Falar de Pose é falar de uma nova geração que, pela lente de Ryan Murphy, se está a apaixonar pela cultura ballroom e pelo voguing como se fosse 1980, e a compreender a complexidade do movimento como se fosse 1990. “Sim! Sem dúvida nenhuma!”, remata José no momento em que lhe escrevo isto. “Aquilo que o Ryan Murphy fez pela nossa comunidade foi uma verdadeira dádiva. Ele está a ajudar-nos não só a contar as nossas histórias, mas também a oferecer-nos uma oportunidade de mostrarmos os nossos talentos. Ele foi até à comunidade para encontrar estas histórias, para encontrar estas personagens da comunidade. O elenco é autêntico e os figurinos fazem parte da cultura. Acho que é algo que nunca tinha sido feito antes. Não existem atores ‘famosos’ na série. Agora, sim, deram-nos uma oportunidade de sermos nós a ter fama.” Essa procura pela fama é um sentimento bem retratado na segunda temporada da série, que explora os anos Vogue da cultura e o impacto dos mesmos no estado de espírito da comunidade. No primeiro episódio da mesma, ao ouvir a voz da rainha pop dizer a todos que estava na altura de get up on the dance floor and vogue, a personagem Blanca (interpretada por Mj Rodriguez) diz: “A Madonna está a pôr um holofote brilhante em nós. Tudo está a mudar. E isto é apenas o início.” 

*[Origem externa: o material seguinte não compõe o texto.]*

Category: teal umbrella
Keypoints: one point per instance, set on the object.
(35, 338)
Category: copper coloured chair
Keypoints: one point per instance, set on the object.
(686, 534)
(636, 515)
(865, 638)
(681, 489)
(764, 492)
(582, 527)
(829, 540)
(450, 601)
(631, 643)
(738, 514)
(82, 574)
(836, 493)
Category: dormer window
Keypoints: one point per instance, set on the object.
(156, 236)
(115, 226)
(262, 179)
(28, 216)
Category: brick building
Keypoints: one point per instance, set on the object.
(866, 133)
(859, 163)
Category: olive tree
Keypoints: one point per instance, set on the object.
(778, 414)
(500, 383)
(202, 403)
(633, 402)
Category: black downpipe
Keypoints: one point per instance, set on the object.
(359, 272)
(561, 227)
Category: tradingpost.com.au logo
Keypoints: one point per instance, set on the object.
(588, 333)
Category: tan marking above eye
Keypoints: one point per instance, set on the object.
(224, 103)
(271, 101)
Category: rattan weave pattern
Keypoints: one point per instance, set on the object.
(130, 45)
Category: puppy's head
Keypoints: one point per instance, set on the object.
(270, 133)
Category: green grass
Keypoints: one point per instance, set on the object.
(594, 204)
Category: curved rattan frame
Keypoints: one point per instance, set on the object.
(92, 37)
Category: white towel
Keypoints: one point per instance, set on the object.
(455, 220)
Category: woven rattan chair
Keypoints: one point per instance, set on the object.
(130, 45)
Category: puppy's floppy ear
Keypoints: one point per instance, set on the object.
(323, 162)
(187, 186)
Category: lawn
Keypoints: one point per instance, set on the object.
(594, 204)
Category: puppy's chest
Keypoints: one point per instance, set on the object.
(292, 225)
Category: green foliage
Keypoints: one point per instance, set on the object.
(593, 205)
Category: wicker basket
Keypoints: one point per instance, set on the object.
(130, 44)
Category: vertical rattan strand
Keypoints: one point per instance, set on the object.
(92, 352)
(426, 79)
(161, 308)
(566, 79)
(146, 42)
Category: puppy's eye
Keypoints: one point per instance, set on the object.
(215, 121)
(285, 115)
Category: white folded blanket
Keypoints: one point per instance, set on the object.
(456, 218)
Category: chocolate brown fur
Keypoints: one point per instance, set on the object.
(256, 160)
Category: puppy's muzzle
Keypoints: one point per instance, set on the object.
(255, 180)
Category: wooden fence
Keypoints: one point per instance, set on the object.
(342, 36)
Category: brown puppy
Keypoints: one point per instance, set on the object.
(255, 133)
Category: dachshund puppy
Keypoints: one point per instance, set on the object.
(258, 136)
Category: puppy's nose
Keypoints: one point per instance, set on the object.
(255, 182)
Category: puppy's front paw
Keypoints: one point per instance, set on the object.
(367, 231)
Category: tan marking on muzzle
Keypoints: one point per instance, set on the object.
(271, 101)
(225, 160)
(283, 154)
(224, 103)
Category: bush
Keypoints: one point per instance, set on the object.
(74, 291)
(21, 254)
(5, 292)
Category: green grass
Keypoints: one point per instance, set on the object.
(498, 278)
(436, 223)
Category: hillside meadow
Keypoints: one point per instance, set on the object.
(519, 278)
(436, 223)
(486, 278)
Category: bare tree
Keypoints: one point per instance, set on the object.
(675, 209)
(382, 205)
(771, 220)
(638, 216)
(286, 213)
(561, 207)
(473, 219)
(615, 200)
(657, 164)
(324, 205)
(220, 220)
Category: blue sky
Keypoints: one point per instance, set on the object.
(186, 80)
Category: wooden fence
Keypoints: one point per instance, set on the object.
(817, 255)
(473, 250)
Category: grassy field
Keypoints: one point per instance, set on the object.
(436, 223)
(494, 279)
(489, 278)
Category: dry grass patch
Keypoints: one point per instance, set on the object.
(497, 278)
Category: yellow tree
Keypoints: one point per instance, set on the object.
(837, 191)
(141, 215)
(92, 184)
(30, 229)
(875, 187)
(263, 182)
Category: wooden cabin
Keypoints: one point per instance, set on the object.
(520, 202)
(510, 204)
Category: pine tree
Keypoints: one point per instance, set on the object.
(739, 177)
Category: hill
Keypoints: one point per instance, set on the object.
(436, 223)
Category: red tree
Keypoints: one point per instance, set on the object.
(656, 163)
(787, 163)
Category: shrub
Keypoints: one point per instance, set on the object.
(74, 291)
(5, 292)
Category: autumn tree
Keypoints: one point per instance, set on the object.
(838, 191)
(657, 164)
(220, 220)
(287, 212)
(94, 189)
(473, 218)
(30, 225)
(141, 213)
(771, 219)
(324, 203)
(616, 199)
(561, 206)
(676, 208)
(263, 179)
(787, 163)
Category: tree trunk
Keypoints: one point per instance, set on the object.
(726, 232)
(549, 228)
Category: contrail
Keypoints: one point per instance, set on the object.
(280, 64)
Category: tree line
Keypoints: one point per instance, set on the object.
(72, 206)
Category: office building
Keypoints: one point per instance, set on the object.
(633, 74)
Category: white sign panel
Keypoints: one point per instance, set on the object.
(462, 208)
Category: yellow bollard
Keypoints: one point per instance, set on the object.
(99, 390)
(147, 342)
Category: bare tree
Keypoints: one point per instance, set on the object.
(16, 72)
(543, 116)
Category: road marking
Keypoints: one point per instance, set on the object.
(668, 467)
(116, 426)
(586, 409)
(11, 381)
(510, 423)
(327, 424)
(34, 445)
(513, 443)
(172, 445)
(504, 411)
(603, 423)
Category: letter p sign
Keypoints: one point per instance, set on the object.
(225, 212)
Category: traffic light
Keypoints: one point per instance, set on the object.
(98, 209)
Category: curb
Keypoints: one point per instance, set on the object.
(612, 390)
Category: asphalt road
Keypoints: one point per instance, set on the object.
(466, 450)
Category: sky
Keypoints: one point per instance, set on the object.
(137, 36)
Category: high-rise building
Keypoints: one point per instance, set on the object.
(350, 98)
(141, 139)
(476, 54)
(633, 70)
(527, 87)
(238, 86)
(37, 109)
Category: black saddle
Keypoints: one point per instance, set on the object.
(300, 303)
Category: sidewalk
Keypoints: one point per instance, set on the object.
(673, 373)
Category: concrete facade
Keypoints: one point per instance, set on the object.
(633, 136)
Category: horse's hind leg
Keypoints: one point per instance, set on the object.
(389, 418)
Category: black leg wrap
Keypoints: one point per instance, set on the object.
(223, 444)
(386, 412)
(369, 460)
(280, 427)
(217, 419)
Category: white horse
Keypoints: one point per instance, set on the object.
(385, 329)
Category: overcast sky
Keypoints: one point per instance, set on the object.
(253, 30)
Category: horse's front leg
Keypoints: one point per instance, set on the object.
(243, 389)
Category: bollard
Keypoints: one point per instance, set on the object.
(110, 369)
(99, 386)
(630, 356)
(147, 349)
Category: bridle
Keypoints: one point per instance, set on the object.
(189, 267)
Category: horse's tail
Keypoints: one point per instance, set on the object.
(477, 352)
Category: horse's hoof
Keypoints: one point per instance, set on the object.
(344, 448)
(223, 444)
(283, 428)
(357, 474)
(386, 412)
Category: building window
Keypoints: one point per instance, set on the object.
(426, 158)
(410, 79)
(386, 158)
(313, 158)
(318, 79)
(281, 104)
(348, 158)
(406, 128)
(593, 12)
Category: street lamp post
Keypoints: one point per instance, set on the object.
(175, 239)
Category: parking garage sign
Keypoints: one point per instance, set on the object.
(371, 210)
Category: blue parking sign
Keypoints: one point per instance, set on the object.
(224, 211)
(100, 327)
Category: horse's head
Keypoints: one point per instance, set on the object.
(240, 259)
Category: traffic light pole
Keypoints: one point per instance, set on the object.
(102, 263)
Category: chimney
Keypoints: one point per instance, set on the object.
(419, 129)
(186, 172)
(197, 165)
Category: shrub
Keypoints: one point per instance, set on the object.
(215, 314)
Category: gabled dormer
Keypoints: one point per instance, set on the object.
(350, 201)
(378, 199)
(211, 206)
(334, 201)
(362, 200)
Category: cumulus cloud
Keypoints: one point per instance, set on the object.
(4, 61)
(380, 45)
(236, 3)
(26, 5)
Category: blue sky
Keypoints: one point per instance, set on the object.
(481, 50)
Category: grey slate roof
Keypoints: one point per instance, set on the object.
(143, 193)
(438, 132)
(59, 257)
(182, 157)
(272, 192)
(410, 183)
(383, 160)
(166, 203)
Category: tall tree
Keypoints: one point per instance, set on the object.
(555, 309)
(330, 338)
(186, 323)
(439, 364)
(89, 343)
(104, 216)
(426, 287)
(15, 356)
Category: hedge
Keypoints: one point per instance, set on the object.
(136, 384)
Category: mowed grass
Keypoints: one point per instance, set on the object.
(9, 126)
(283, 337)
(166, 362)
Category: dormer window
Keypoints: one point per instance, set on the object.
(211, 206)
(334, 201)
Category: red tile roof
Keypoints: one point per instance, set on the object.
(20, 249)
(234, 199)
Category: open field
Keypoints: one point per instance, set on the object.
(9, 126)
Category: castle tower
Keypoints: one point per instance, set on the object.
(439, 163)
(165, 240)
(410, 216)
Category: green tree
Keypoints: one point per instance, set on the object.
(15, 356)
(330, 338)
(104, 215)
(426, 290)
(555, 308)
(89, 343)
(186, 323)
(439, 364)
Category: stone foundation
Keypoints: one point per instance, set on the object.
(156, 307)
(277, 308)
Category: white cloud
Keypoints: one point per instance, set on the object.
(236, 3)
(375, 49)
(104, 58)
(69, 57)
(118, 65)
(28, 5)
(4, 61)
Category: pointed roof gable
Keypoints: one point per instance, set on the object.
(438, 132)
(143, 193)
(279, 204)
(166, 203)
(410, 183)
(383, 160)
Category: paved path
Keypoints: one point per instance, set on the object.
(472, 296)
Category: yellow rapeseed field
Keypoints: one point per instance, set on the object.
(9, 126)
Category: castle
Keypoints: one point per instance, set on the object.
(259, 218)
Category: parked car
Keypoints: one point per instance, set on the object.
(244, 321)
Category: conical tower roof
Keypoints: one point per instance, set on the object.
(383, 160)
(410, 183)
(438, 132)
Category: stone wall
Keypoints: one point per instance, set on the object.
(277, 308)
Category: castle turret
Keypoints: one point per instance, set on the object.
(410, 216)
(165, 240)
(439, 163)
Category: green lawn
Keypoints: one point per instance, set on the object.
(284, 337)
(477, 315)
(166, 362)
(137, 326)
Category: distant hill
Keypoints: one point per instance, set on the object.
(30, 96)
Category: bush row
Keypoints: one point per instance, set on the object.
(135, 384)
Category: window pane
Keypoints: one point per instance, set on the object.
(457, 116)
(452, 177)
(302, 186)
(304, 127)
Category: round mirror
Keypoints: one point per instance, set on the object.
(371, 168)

Será que José sentiu o mesmo? “Sem dúvida. Quando a Madonna pôs este movimento em primeiro plano eu pensei: ‘Uau, é agora. Daqui vamos para o Lincoln Center.’ Aquilo que ela fez foi dar ao voguing uma plataforma para que todo o mundo visse. E isso foi uma coisa fantástica. Honestamente, se não tivesse sido ela, quem mais poderia ter sido? Ela é a rainha da nossa comunidade, e lutou por nós com uma força imensa, numa altura em que mais ninguém estava disposto a fazê-lo.” 

Na última das minhas muitas questões a Gutierrez faço-lhe chegar a seguinte resposta da realizadora de Paris is Burning, quando questionada sobre o propósito do mesmo pela Interview: “Dar às pessoas neste filme uma oportunidade de dizerem aquilo que tinham a dizer como indivíduos e em nome da sua cultura.” Pergunto-lhe se este lado ativista é importante. “Sim, sem dúvida! Sendo um homem gay dos ghettos de Nova Iorque, soube desde o primeiro dia que as probabilidades estavam contra mim. Eu tenho uma responsabilidade para com a minha comunidade. Vou continuar a liderar e a lutar pelos meus. Pelos nossos. Vou continuar a ser esse pilar para a minha comunidade.”

Artigo originalmente publicado na edição de outubro de 2019 da Vogue Portugal.